Comment by Ian Evans, posted August 7, 2003, 4:43 am

I'm about to recode our entertainment site's news pages (and yes, the old URLs will still work) and I was wondering what your recommendation for slug length would be.

Looking at some of our recent headlines:

Schwarzenegger to run for governor

Gigli bombs

Toronto Film Festival's gala list grows longer

I imagine should be something like:

/news/main/yyyy/mm/dd/arnold_runs
/news/main/yyyy/mm/dd/gigli_bombs
/news/main/yyyy/mm/dd/more_tiff_galas

What would you suggest would be the maximum number of words?

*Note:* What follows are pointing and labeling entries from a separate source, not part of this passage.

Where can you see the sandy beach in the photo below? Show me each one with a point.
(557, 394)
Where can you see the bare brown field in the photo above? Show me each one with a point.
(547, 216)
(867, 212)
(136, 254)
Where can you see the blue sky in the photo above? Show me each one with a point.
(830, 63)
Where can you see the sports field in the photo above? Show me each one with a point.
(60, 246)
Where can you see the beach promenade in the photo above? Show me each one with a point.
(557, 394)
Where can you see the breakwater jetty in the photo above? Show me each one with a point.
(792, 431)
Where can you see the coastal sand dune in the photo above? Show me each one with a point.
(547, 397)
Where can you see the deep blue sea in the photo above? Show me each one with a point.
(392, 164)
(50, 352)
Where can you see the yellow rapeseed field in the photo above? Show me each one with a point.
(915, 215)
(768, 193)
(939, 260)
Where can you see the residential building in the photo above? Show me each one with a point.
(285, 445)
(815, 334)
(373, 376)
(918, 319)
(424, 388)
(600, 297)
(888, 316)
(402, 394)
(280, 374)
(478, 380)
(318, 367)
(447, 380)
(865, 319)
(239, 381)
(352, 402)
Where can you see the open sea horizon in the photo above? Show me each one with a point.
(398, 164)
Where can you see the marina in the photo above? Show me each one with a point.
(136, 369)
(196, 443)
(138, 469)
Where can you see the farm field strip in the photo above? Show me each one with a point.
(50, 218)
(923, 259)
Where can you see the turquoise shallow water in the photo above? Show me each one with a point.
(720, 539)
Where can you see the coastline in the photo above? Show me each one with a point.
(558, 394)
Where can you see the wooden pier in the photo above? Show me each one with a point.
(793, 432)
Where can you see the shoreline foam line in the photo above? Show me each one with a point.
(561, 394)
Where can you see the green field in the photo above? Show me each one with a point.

Comment by Nathan Ashby-Kuhlman, posted August 7, 2003, 8:07 am

Ian, your site looks like it has some pretty nice URLs already. Three words sounds like a good limit on slug length; you have some good examples there of how that would work. My personal preference is usually just to use a single word that’s the subject of the story — e.g. “arnold,” “gigli” or “tiff.” Your site probably covers all of those topics repeatedly, though, and it would probably get very confusing without the “what is the subject doing this time” part of your sample slugs. It looks to me like you have the exact right idea for what would work well on your site.

Comment by Ian Evans, posted August 7, 2003, 4:45 pm

Hmmm...here's an interesting not re: slugs. If you want you site slugs to do well in google, use hyphens instead of underscores.

Apparently google views arnold-runs as two keywords while arnold_runs is viewed as one keyword:
http://www.webmasterworld.com/forum3/4572.htm

Comment by Ed, posted August 21, 2003, 11:41 pm

Thanks for dedicating an entire week to proper URL architecture. In all honesty, I had never been to your web site and only found it tonight from a post at dive into mark to the permanent link for each of your article of the week; I even found myself "hacking" your URL to get to the next day in the series. This worked great, until the last day of the series (August 2nd).

After reading such a great discussion, I wanted to check out what else you had written since the 2nd, and following your advice again, I hacked your url to August 3rd. To my surprise, I arrived at a giant "404 Error" message. This definitely wasn't what I excepted and if I were any one of the 95% web reading population I wouldn't know what a 404 error was. Thankfully, you do suggest looking in your right hand navigation and provide a link to your home page.

I'm glad your site handles the error gracefully, but instead of telling the user to look elsewhere for the content they're looking for why don't you provide them with the content they want. For example, you didn't post to your site August 3rd and that's fine, but you could instead indicate to the user that (1) a post was not made to the site August 3rd, however, (2) there were other posts made in the month of August 2003 and (3) present a list of the the posts made the month.

This would help users, like me, who have never visited your site, and were not directly linked to it, find additional content immediately rather then having to navigate to another section of the site to find out that you didn't post again until August 5th.

Another thing, when using any kind of CMS that knows how to create a static site from database content, like Movable Type, wouldn't it be best to have it automatically generate "forward" and "back" links to each of your posts? This would definitely prevent the need to have hack the URL.

If you're going to discuss URL usability, then I think it's necessary to also discuss what should happen when a URL is not hackable. What do you think?